Therein lay the secret. Claudius, at long last, understood why Praetor Sun beat chanting into him. Why she constantly made sure he was using it. And why... she always said his grandfather would never stop talking.
He gave up time to chant. He gave up his life to chant. And that brought power. It wasn't something anyone could use, either. Only a being with the Lightsea's grace could bend the rules for power.
Claudius’ mouth opened as he stared at the ascending island of the Inferose’s flower.
“Draco qui volat aeternitatem tenet.”
Only Claudius knew what his words meant as the island flew higher and higher. However, he did not stop because of Joan’s inquisitive and accusatory gaze. Instead, his voice grew louder, more spirited with each syllable.
“Utinam cras videre vivam.”
Again, he spoke, with a rising anthem of Hydro across his body. The accumulating Tide was ready to burst but instead held at bay, exponentially growing in strength as it raged against its cage. Claudius. His following sentence, however, sealed the technique he had created at this moment, inspired by his grandfather’s actions to save countless lives.

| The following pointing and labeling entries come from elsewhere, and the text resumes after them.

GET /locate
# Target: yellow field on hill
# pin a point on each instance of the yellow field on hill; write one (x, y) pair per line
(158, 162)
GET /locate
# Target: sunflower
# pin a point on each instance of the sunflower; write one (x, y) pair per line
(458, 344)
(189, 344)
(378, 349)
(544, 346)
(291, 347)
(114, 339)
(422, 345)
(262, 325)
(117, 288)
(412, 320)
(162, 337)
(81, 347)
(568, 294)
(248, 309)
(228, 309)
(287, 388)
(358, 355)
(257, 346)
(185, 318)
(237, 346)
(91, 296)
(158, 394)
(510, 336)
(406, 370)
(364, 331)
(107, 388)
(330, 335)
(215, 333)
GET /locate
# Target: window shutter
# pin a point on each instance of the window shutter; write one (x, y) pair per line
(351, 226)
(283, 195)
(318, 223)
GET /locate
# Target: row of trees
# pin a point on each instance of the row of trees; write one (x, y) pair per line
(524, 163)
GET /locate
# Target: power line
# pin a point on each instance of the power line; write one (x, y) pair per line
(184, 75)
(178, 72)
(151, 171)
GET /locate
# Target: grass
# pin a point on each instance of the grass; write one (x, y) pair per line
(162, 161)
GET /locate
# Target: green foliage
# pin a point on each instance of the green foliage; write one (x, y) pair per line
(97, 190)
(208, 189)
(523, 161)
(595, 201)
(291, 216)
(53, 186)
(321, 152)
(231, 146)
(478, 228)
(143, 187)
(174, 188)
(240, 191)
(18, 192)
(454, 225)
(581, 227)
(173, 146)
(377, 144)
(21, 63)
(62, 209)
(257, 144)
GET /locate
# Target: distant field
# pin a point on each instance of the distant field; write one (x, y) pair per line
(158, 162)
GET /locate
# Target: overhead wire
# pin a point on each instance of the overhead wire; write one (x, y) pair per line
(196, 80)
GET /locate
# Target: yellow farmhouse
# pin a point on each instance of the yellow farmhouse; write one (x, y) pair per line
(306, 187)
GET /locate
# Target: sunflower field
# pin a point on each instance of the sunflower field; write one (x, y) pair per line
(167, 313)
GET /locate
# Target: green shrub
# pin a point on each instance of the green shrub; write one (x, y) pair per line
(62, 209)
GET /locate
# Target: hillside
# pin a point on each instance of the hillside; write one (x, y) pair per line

“Si ego non vivam, tum mundus erit!”
In his own words, he proclaimed his purpose and his will, shedding away valuable time and imbuing his will, purpose, and soul into the Lightsea.
Little change would have come to another with a lesser bound or aptitude. The Lightsea shared only meager scraps with most of those who bore its might.
For one as blessed as the last Vermillion…
It responded. And it did so with the utmost sincerity. A coiling dragon emerged upon the Judge’s right arm with a watery, transparent substance before shooting off into the sky.
A second later, its jaws clamped against the blossom’s side hundreds of feet into the air. Claudius’ other arm grabbed onto Joan while the adrenaline of Brute gave him the strength to carry both women.
Then, the stream of the flowing dragon carried them into the sky.